Being a mum is tough and by Friday evening you may not feel like cooking or socialising and grabbing something quick and easy from the supermarket to simply satisfy that hungry tummy is all you can manage. And hey, that’s fine. Just make sure that on those occasions you are making the right choices.

That is why my third tool is here to guide you through the tricky path of reading food labels.

  • First things first, when you’re checking food labels you should always look at the per 100g column, NOT the per serving column because the serving size is determined by the manufacturer and therefore not consistent. For example, Special K has a serving size of 30g and if you actually measure that out, you’ll see it’s a super teeny-tiny amount and any adult would actually eat a lot more than that (but not BUFmums, coz we don’t eat packaged cereal if we can help it, right 😉
  • When it comes to SUGAR, ideally look for products with 5g or less per 100g but in reality, so long as it has single digits (less than 10g), you’re doing OK. More than 15g/100g is quite a high sugar product, which is interesting because most muesli has at least 30g-plus! Keep this in mind with specialised children’s food as well, if your kids are bouncing off the walls or have disturbed sleep patterns it could have something to do with sugar laden products masquerading as the good guys.
  • When it comes to CARBS, it depends on what your goals are. If you’re keen to shift some weight, eating low-ish carbs is important, so you’d want to aim for products with between 0-20g of carbs per 100g. You’d also want to make sure you’re eating 100g-150g of carbs in total per day, so watch your portions. Lastly, make sure any grains you eat are unrefined, whole grains (wild rice, quinoa, amaranth, steel cut oats are all good examples of this. Pasta and bread do not fall into this category, unfortunately). If you’re looking for maintenance, or to keep your energy levels up, don’t’ worry too much about the amount of carbs in a product, just reach for those closest to their original state, i.e. steel cut or rolled oats, wild rice, pre-soaked quinoa, amaranth or millet.

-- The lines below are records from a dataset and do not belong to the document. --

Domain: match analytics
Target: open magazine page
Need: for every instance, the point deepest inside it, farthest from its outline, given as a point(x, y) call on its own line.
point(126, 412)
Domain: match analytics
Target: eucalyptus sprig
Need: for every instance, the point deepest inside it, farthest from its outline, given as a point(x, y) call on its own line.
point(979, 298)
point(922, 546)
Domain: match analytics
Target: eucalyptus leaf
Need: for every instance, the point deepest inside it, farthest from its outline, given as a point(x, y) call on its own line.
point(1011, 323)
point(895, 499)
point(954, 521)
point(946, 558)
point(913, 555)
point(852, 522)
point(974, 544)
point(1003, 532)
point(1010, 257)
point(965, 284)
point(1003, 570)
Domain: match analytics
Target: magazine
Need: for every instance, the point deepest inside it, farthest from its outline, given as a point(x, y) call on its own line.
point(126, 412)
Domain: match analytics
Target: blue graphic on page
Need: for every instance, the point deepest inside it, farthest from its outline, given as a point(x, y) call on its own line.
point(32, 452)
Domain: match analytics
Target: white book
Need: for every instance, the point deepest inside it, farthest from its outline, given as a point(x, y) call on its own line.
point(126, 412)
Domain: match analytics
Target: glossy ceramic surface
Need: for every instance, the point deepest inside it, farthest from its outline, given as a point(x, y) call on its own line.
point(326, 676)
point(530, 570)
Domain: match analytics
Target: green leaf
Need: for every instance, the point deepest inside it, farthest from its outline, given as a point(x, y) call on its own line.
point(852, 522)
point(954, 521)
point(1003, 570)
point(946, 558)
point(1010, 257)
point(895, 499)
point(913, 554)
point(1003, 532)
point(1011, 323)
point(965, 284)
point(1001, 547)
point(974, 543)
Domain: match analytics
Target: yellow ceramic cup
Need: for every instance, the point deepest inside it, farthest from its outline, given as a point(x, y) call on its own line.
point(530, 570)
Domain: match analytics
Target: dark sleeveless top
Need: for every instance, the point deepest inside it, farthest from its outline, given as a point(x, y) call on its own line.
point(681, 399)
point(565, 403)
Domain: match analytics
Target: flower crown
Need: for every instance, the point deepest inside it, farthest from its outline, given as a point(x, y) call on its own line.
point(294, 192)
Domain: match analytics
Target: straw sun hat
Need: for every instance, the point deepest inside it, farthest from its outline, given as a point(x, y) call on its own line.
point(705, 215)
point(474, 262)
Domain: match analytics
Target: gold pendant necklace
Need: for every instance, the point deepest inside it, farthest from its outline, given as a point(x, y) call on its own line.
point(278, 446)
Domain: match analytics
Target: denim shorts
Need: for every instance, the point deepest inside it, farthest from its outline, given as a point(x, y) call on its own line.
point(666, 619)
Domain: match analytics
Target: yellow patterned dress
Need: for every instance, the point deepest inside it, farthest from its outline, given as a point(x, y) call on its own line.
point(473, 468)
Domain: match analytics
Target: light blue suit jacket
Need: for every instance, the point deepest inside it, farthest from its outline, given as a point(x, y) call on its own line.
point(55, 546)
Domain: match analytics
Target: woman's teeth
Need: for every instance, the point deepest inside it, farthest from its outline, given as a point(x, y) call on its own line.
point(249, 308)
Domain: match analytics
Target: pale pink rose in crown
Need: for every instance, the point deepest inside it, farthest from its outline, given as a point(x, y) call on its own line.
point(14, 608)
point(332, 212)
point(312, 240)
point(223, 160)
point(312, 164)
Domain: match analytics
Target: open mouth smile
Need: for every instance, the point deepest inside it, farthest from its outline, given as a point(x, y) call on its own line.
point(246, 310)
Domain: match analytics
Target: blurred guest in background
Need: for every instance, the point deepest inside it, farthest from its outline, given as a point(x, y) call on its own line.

Between 250g to 350g per day is a good average guide for active women looking to maintain.
  • A bit of a tough one is FAT. Healthy, natural fats in the diet will actually help keep you lean, boost your immune system and improve brain function, so don’t bother too much about reading the fat content of products you know are healthy (raw nuts, avocado, organic yoghurt, grass-fed meats, fish). It’s usually carbs and unnatural fats (think deep fried foods, donuts, biscuits, chips, margarines and processed oils, sweets) that stack on the weight, NOT normal, healthy fats so the only thing you should really pay attention to is whether the product contains trans fats, or altered fats. When it comes to packaged products, you don’t want to see more than 1.5g of saturated fats per 100g.
  • Sodium, otherwise known as SALT is another one to look out for. As a general guide, less than 300mg of sodium per 100g is A-OK, but the lower the better really.
  • Also make sure you check the FIBRE content of your foods. This is perhaps the only nutrient that’s worth checking out ‘per serve’, rather than per 100g. Any product with more than 3g fibre per serve is a winner. If you are struggling with any post baby constipation issues (we all know that joy, right)? Be lead by your doctor on the fibre content.
  • Try and choose products with as few ingredients as possible, which are close to their natural state. An apple is an apple but what exactly is apple-caramel-splice-treats? Basically, if your granny doesn’t recognise an ingredient, it’s gotta go!
  • Don’t be fooled by ‘Low Fat’ products. The full fat, less tampered with products usually contain less sugar and more nutrients. They also help with satiety. Make sure you take a peek at the sugar column of the next low-fat yoghurt you pick up; chances are it’ll be packing 25g-plus of the white stuff!